Barriers

The developer is now responsible for the use of barriers in their application to control when resources are ready for use in specific parts of the frame. Poor usage of barriers can lead to poor performance but the effects on the frame are not easily visible to the developer - until now. The Barriers UI gives the developer a list of barriers in use on the graphics queue, including the additional barriers inserted by the driver.

Note that in older profiles or if the barrier origin isn’t known, all barriers and layout transitions will be shown as ‘N/A’. Using an up-to-date display driver will ensure that this information is available.
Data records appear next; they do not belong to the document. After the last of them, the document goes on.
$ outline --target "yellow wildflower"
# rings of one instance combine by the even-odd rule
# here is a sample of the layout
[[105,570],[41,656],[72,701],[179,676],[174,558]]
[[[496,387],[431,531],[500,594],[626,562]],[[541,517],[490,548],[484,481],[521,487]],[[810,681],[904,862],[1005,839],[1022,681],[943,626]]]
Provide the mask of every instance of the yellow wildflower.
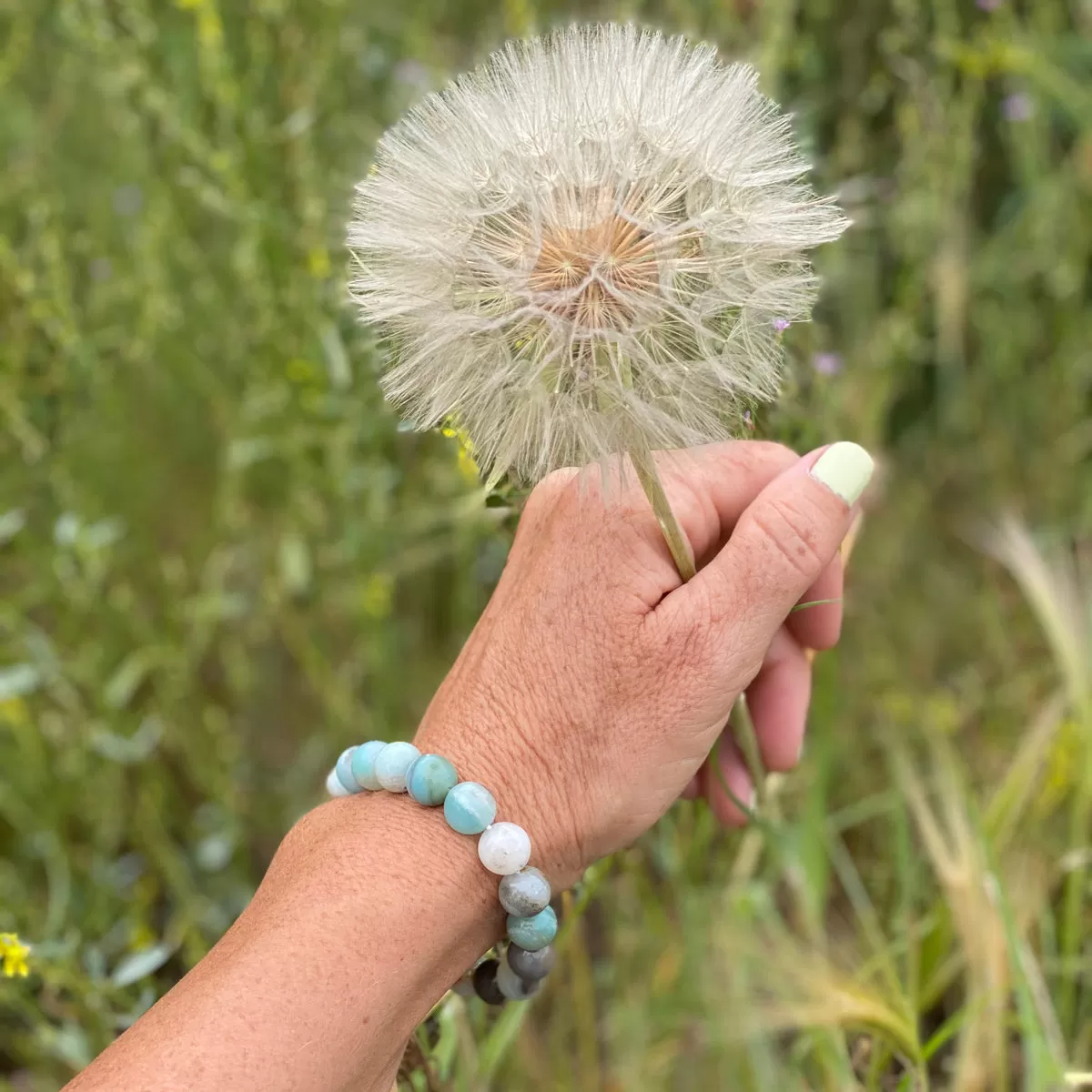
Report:
[[307,269],[317,281],[330,276],[330,252],[325,247],[311,247],[307,252]]
[[391,613],[394,581],[385,572],[373,572],[360,592],[360,606],[369,618],[385,618]]
[[444,427],[443,435],[449,440],[459,441],[459,473],[471,485],[480,484],[482,476],[477,460],[474,458],[474,444],[471,443],[471,438],[461,428],[452,428],[450,425]]
[[3,960],[3,974],[5,978],[25,978],[31,973],[26,965],[26,957],[31,954],[31,949],[20,942],[15,933],[0,933],[0,959]]

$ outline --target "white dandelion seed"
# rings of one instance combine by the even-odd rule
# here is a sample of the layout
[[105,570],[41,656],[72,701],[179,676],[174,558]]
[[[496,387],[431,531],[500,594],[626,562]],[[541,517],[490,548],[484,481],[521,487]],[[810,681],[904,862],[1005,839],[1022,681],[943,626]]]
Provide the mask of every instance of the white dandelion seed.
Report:
[[[510,43],[380,141],[348,245],[388,397],[494,480],[731,436],[846,226],[747,64],[633,26]],[[640,467],[639,467],[640,471]]]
_images/rgp_barriers_1.png

The summary at the top left of the UI quickly lets the developer know if there is an issue with barrier usage in the frame. When calculating the percentage, only portions of a barrier’s duration which are not overlapped by one or more events from any queue are taken into consideration. For instance, if a barrier has a duration of 100 ns, but 80 ns of that barrier’s duration are overlapped by other events (on the same queue or on a different queue), then only 20 ns of that particular barrier contributes to the percentage calculation. In the case shown above, the barrier usage is taking up 0% of the frame.

This summary also displays the average number of barriers per draw or dispatch and the average number of events per barrier issue.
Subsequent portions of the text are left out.